Peter Steinberger made this point well in Just Talk To It - the no-bs Way of Agentic Engineering: the practical shift is that you can now describe the outcome you want in plain language, then iterate quickly on the scripts, charts, and report structure.

That does not remove the need for rigor. You still need to inspect the raw data, verify the parsing, and make the methodology explicit.
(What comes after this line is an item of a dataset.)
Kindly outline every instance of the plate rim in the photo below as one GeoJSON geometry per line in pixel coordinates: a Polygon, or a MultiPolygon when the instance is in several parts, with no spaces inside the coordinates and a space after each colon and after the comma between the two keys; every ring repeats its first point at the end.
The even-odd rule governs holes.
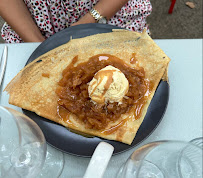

But it does compress the time from idea to a reproducible benchmark package dramatically.

An example prompt for this benchmark shape would be:

Prepare a benchmark report for me between GoModel and LiteLLM.

Requirements:
- use the same localhost mock backend for both gateways
- measure /v1/chat/completions and /v1/responses
- include both streaming and non-streaming runs
- report throughput, latency percentiles, TTFB for streaming, memory, and CPU
- generate charts and a Markdown report
- make the scripts reproducible inside the repo
- explain the methodology and caveats clearly

That kind of prompt is a much better starting point now than it would have been even a year ago.

Limits

This is still a point-in-time benchmark.

It does not prove that one gateway wins every deployment, every provider mix, or every traffic shape. It does show that, in this March 23, 2026 localhost overhead test, GoModel had a large throughput and memory advantage over LiteLLM.

That is a narrower claim than “always faster”, but it is also the more useful claim because it is precise.